La Lucania non è soltanto geografia, ma anche e soprattutto antropologia. Cioè preponderanza sul paesaggio di un’umanità viscerale, dedita a se stessa in un incrocio irripetibile di fisicità e moti interiori. L’avevano ben compreso Carlo Levi in Cristo si è fermato a Eboli. Insieme a lui Leonardo Sinisgalli, Rocco Scotellaro, Albino Pierro, più di recente Andrea Di Consoli, Gaetano Cappelli, Mariolina Venezia e gli altri esploratori autoctoni del loro stesso territorio.
Vi si aggiunge adesso Dora Albanese con La scordanza, un’epopea per voce sola che non ha bisogno del realismo magico di Isabel Allende per costruire intorno alla sua protagonista, Caterina, lo spazio corale, per esempio, de La casa degli spiriti. La vicenda del romanzo è già tutta racchiusa nelle prime pagine, dove il presepe del tutto privo di suggestioni di un paese dell’entroterra, Muggera, rispecchia la disperazione dei suoi abitanti. Eppure si è negli anni Ottanta. Altrove, dopo il Riflusso, si prepara il nuovo miracolo economico italiano.
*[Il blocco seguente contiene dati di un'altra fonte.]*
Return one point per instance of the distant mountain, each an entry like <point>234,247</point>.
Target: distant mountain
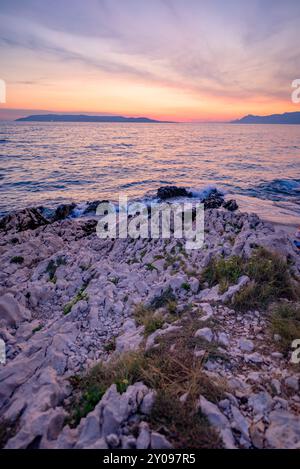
<point>85,118</point>
<point>286,118</point>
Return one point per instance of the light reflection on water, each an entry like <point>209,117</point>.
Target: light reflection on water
<point>50,163</point>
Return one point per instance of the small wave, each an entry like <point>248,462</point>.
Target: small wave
<point>289,187</point>
<point>205,191</point>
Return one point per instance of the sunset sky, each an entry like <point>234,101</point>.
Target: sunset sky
<point>188,60</point>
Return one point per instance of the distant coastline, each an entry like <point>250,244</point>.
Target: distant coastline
<point>286,118</point>
<point>87,118</point>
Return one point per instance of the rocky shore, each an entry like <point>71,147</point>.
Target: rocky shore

La stessa Basilicata si colloca alla vigilia dell’oro nero scoperto nelle sue viscere.
Lì, invece, a Muggera, si trascinano destini da una generazione all’altra con la cadenza dell’inesorabile. La vecchia Eufemia, madre di Caterina, non ritiene che per la figlia possa esserci altro che la devozione obbligatoria e senza amore ad Antonio, il marito “fabbricatore”, cioè muratore, e l’accudire i due figli, Eustachio, detto Stachiuccio, e Francesco. Il lavoro al maglificio Centovallis non costituisce occasione di affrancamento e di emancipazione, bensì contributo alle finanze di casa.
Dora Albanese fa muovere la trama dal punto di vista di Eustachio, il primo e forse il solo a percepire l’inquietudine di Caterina, appunto fisica e interiore. Il bambino presente la perdita della madre, tanto da volersela legare portandone un ciuffo di capelli tagliatole di nascosto nel sonno alla magara Donna Agata. Quest’ultima lo scaccia, perché anche la stregoneria dell’arretratezza sta cedendo il campo all’avvento dei nuovi tempi. Ne è portatore Nadir, figlio di un italiano e di un’africana, scacciato con la famiglia dalla Libia alla presa del potere di Gheddafi, con il golpe del 1970.
L’uomo lavora con Caterina al maglificio e non tarda ad ammaliarla in termini più efficaci di un filtro preparato dalla magara. È l’inquietudine della donna che sfocia nell’impennata dei sensi e nella voglia di ribellione. Con uno straordinario taglio nella cronologia della trama, Dora Albanese narra tutto questo soltanto dopo che Caterina è fuggita di casa, abbandonando figli, marito e madre per diventare un’eco a perdere del suo nome gridato da tutte le strade di Muggera e campeggiante sulle fotocopie del suo ritratto, affisso dovunque per ritrovarla.
Nella ricostruzione dell’involarsi di Caterina c’è tutto quanto di lei fino ad allora si vedeva dall’esterno. Ora la si sente appieno nella sua età definita “catastrofica”, perché tutto vi può ancora verificarsi.
Infatti la tempesta sensuale consumata insieme a Nadir non esaurisce per lei un desiderio che travalica quello del corpo. Caterina vuole ben altro che attraversare la fiumara della scordanza che fluisce poco lontano da Muggera. Le vecchie credono che se la sarta non prende bene per loro le misure dell’abito da morte, da spiriti saranno incapaci di superarlo e rimarranno prigioniere. Caterina quel ruscello se lo lascia alle spalle da viva, quando nell’ultimo terzo del libro si scoprirà che di lei c’è ancora tutto da leggere. Tanto che La scordanza si apre a nuovi orizzonti, che sono quelli del presente e smentiscono ogni convinzione di trovarsi dinanzi a uno scorcio epocale.
Dora Albanese è una giovane scrittrice che parte dalle radici per salire lungo l’arco della storia nazionale di questo trapasso di secolo, ossia di millennio. Lei che è generazionalmente una millennial, come si definiscono quelli nati dagli anni Ottanta a oggi. Quindi La scordanza serve a ribadire l’antropologia lucana al farsi e al disfarsi delle cose in un’Italia che deve al sud la sua vera essenza di nazione ancora in fase di formazione, come un romanzo suddetto.